I get asked a lot about the software and tools I use for search engine architecture, data processing, and development work. Here are my recommendations organized by category.

Hardware

  • 16 inch MacBook Pro, M4, 48GB RAM (2024)

    Essential for running multiple search engine instances, processing large datasets, and handling complex indexing operations. The M4 handles heavy computational loads for search algorithm development without breaking a sweat.

  • Apple Magic Trackpad

    The multi-touch gestures are invaluable for navigating between search interfaces, monitoring dashboards, and managing multiple development environments simultaneously.

  • Herman Miller Aeron Chair

    When you are spending hours optimizing search algorithms and analyzing query performance, proper ergonomics makes a significant difference in productivity.

Development Tools

  • Visual Studio Code

    Perfect for editing SOLR configurations, OpenSearch mappings, and search query JSON. The syntax highlighting and multi-cursor editing capabilities make managing complex search schemas much more efficient.

  • iTerm2

    Essential for managing multiple search engine instances, running indexing jobs, and monitoring cluster health across different environments.

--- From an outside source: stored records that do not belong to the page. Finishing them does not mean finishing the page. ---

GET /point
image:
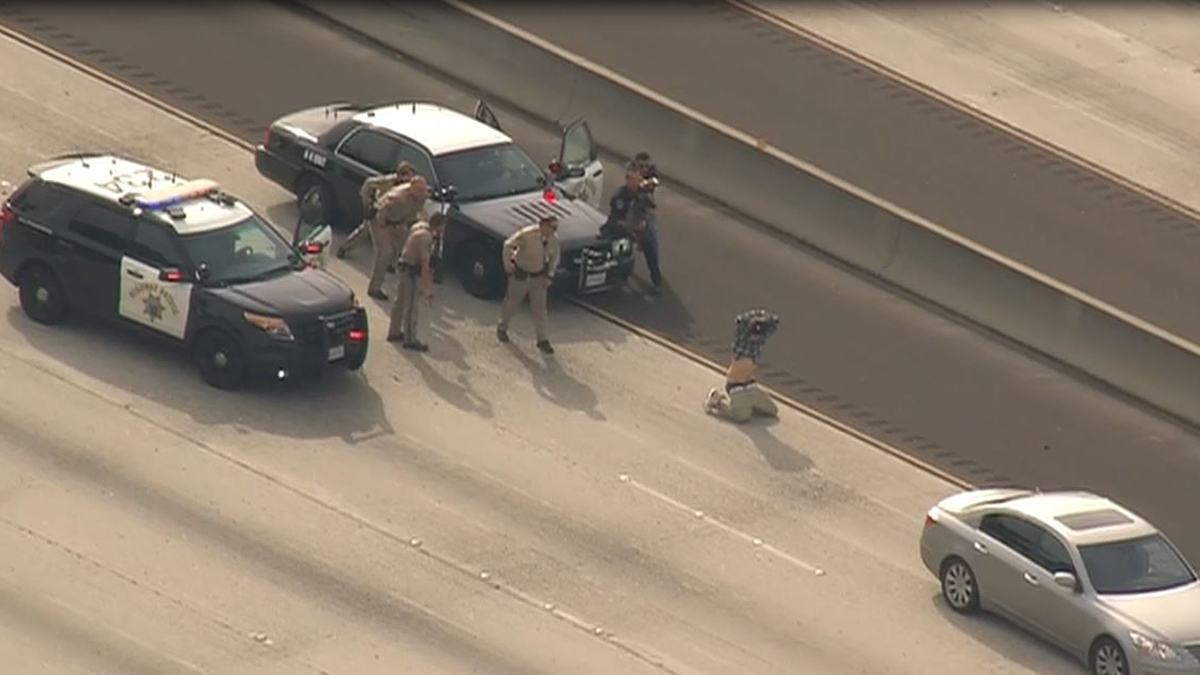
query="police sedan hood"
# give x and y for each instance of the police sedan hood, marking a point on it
(298, 294)
(579, 223)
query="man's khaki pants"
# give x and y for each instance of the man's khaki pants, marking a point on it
(385, 252)
(741, 402)
(535, 287)
(405, 310)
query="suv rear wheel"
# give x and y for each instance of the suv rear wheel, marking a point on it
(42, 296)
(483, 274)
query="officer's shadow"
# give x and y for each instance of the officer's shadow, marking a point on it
(459, 393)
(557, 386)
(779, 455)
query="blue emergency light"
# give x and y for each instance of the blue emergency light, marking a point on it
(173, 195)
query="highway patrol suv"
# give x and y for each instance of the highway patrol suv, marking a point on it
(181, 258)
(485, 183)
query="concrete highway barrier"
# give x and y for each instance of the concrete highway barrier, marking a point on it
(790, 196)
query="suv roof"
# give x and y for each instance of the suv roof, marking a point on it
(442, 130)
(186, 205)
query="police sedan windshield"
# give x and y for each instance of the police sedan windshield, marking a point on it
(489, 173)
(245, 251)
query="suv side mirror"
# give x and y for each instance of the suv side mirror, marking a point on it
(1067, 580)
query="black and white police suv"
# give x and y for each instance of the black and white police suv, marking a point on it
(484, 181)
(181, 258)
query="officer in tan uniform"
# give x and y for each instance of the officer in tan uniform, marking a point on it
(395, 211)
(415, 263)
(372, 189)
(531, 257)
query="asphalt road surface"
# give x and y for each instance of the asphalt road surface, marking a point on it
(463, 511)
(900, 144)
(883, 364)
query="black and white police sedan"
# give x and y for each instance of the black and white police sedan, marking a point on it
(181, 258)
(487, 185)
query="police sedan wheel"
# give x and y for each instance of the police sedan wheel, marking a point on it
(219, 359)
(1108, 658)
(959, 586)
(42, 297)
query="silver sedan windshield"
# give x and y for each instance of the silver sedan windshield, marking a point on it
(1134, 566)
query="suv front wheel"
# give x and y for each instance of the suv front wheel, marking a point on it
(42, 296)
(219, 359)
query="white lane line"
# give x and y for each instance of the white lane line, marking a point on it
(727, 529)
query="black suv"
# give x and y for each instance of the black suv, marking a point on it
(181, 258)
(484, 181)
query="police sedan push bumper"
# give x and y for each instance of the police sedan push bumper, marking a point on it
(307, 347)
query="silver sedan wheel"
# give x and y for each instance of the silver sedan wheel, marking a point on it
(1109, 661)
(958, 585)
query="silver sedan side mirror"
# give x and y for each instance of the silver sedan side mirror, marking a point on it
(1067, 580)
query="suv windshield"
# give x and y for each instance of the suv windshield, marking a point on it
(487, 173)
(245, 251)
(1135, 566)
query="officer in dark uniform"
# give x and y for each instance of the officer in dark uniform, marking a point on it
(631, 213)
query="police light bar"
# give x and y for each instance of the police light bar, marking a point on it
(165, 197)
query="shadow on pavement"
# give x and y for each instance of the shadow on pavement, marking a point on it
(779, 455)
(993, 632)
(341, 405)
(459, 392)
(556, 384)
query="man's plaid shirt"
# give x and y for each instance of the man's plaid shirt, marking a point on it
(747, 344)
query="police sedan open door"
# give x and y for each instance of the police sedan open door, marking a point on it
(579, 171)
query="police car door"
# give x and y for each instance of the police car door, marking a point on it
(364, 153)
(580, 172)
(155, 291)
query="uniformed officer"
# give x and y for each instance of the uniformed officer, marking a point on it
(742, 398)
(415, 262)
(396, 210)
(631, 213)
(372, 189)
(531, 257)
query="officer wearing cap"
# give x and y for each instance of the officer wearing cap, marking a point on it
(742, 398)
(531, 257)
(415, 263)
(631, 213)
(372, 189)
(396, 210)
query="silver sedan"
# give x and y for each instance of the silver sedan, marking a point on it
(1073, 567)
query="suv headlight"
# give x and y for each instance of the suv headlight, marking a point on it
(1152, 647)
(273, 326)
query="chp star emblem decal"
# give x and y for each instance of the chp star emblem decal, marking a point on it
(153, 306)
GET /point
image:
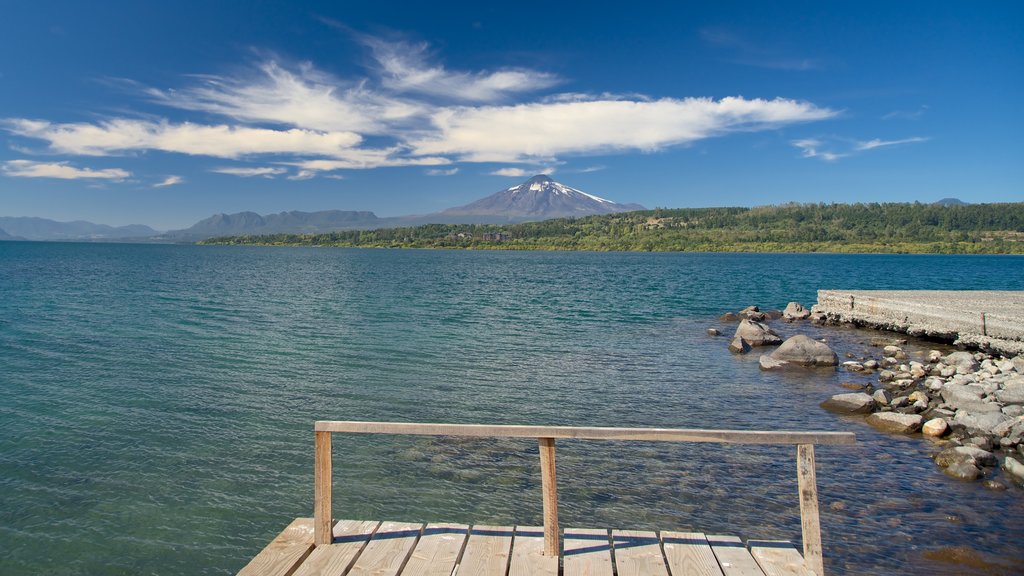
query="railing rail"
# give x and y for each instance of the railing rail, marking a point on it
(546, 436)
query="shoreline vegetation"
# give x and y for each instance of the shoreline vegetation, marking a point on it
(895, 228)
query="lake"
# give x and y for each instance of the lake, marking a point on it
(158, 401)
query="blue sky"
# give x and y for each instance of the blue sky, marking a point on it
(165, 113)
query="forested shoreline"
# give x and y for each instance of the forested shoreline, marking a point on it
(892, 228)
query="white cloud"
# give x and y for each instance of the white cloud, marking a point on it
(62, 170)
(542, 131)
(441, 172)
(869, 145)
(813, 148)
(265, 171)
(169, 180)
(406, 68)
(520, 172)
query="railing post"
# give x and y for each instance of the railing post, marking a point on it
(323, 530)
(809, 522)
(549, 491)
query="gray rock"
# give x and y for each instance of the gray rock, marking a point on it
(853, 403)
(1013, 393)
(964, 361)
(757, 334)
(966, 454)
(1014, 467)
(893, 422)
(739, 345)
(796, 312)
(882, 397)
(768, 363)
(805, 352)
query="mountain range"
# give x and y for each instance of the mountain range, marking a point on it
(539, 198)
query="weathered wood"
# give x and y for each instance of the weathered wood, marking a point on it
(386, 552)
(527, 553)
(585, 433)
(549, 492)
(350, 536)
(322, 489)
(437, 550)
(487, 551)
(638, 553)
(285, 552)
(809, 522)
(587, 552)
(689, 553)
(778, 558)
(733, 557)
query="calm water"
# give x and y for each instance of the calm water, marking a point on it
(157, 402)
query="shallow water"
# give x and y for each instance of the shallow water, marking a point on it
(158, 401)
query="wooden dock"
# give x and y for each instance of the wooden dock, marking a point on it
(348, 547)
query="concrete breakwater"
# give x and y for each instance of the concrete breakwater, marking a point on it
(985, 320)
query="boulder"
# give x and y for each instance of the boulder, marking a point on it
(739, 345)
(894, 422)
(853, 403)
(1014, 467)
(964, 361)
(805, 352)
(796, 312)
(935, 427)
(757, 334)
(768, 363)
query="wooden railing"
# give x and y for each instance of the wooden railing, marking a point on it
(805, 441)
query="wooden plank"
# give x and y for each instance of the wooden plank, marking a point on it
(549, 494)
(285, 552)
(733, 557)
(437, 550)
(387, 550)
(586, 433)
(322, 489)
(588, 552)
(638, 553)
(527, 553)
(689, 553)
(809, 523)
(350, 536)
(486, 551)
(778, 558)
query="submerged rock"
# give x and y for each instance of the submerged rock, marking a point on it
(805, 352)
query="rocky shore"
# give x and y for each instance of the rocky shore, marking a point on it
(971, 404)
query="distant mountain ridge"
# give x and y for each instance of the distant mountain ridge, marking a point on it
(540, 198)
(294, 221)
(43, 229)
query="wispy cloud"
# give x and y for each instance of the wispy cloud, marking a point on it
(61, 170)
(814, 148)
(408, 68)
(441, 172)
(543, 131)
(169, 180)
(265, 171)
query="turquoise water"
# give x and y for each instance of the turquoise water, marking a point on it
(158, 401)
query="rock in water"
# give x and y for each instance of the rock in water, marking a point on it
(895, 422)
(805, 352)
(739, 345)
(757, 334)
(796, 312)
(768, 363)
(854, 403)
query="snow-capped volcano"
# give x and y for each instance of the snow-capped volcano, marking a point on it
(540, 198)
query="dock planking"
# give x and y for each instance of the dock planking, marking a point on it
(401, 548)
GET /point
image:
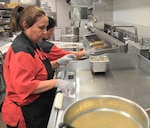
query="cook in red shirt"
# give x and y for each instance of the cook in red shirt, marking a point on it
(28, 73)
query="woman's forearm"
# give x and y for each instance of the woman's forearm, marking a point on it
(45, 86)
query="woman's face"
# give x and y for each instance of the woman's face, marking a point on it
(37, 31)
(49, 34)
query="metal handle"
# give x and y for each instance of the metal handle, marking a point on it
(65, 125)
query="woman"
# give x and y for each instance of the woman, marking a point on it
(30, 87)
(53, 52)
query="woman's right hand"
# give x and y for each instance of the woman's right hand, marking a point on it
(66, 59)
(65, 86)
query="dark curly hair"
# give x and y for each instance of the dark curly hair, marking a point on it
(51, 23)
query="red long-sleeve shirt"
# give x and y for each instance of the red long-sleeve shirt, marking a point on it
(23, 70)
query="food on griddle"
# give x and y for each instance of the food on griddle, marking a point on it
(98, 46)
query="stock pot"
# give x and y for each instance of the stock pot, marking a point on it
(104, 111)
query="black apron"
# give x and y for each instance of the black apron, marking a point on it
(37, 113)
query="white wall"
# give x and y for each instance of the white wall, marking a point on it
(132, 11)
(63, 20)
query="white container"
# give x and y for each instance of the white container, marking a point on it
(99, 63)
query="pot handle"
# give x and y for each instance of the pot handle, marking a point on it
(65, 125)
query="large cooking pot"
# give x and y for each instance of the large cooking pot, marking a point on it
(104, 111)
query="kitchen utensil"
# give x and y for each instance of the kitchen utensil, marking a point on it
(105, 111)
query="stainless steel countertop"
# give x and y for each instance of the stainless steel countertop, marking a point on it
(128, 76)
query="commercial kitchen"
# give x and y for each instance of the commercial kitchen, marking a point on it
(117, 32)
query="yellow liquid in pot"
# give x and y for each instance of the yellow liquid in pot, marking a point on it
(104, 119)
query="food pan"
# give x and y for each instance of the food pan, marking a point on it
(99, 63)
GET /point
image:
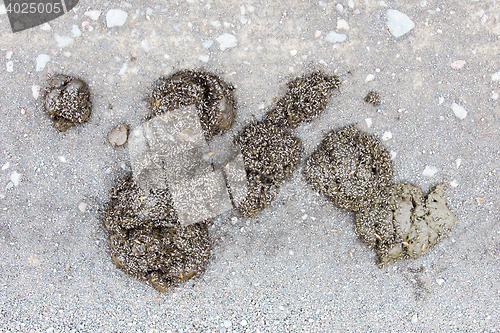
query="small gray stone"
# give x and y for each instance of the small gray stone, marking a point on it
(118, 135)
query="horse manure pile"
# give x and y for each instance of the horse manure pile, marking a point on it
(354, 171)
(212, 97)
(67, 101)
(146, 240)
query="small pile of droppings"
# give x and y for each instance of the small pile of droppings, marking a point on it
(351, 168)
(146, 240)
(271, 153)
(407, 225)
(67, 101)
(212, 97)
(373, 98)
(305, 99)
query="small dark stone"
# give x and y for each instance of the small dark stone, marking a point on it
(373, 98)
(67, 101)
(212, 97)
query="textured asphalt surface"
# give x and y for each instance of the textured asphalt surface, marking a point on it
(298, 266)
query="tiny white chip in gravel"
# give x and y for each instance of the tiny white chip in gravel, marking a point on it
(459, 111)
(398, 23)
(226, 41)
(116, 18)
(429, 171)
(15, 177)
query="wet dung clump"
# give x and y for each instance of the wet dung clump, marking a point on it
(351, 168)
(373, 98)
(305, 99)
(271, 154)
(147, 241)
(67, 101)
(212, 97)
(407, 225)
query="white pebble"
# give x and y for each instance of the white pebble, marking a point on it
(82, 206)
(208, 44)
(429, 171)
(387, 136)
(226, 41)
(35, 89)
(495, 76)
(334, 37)
(41, 61)
(116, 18)
(93, 14)
(15, 178)
(75, 31)
(398, 23)
(63, 41)
(342, 24)
(459, 111)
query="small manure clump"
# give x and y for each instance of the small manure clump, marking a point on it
(212, 97)
(67, 101)
(270, 153)
(351, 168)
(305, 99)
(407, 225)
(373, 98)
(147, 241)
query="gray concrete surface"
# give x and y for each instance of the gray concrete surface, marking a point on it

The split panes are invaluable for watching logs while executing commands.

  • TablePlus

    Crucial for examining data before indexing, debugging search results, and analyzing query performance metrics. Makes it easy to understand data relationships when designing search architectures.

Search & Data Platforms

  • Apache SOLR

    My go-to search platform for enterprise implementations. Excellent for complex faceted search, geographic queries, and handling large-scale indexing operations with fine-grained control over relevance scoring.

  • OpenSearch

    Powerful for real-time analytics and full-text search. Great for log analysis, monitoring dashboards, and building search applications that need both search and analytical capabilities.

  • Apache Kafka

    Essential for building real-time data pipelines that feed search engines. Perfect for streaming data updates to maintain fresh search indexes without full rebuilds.

  • Python & Pandas

    Core tools for data preprocessing, cleaning, and transformation before indexing. Pandas makes it easy to analyze query logs and search performance metrics.

Data Sources

  • Common Crawl

    Massive repository of web crawl data, perfect for building large-scale search indexes and analyzing web content patterns. Essential for research into web-scale search algorithms and content analysis.

  • GeoNames

    Comprehensive geographical database with over 12 million place names. Invaluable for implementing location-based search features and geographic query expansion in search applications.

  • Nominatim

    OpenStreetMap-based geocoding service that provides excellent address and location search capabilities. Perfect for integrating geographic search functionality into applications.

  • GDELT Project

    Real-time global event database that monitors news and information sources worldwide. Excellent for building search applications focused on current events and trend analysis.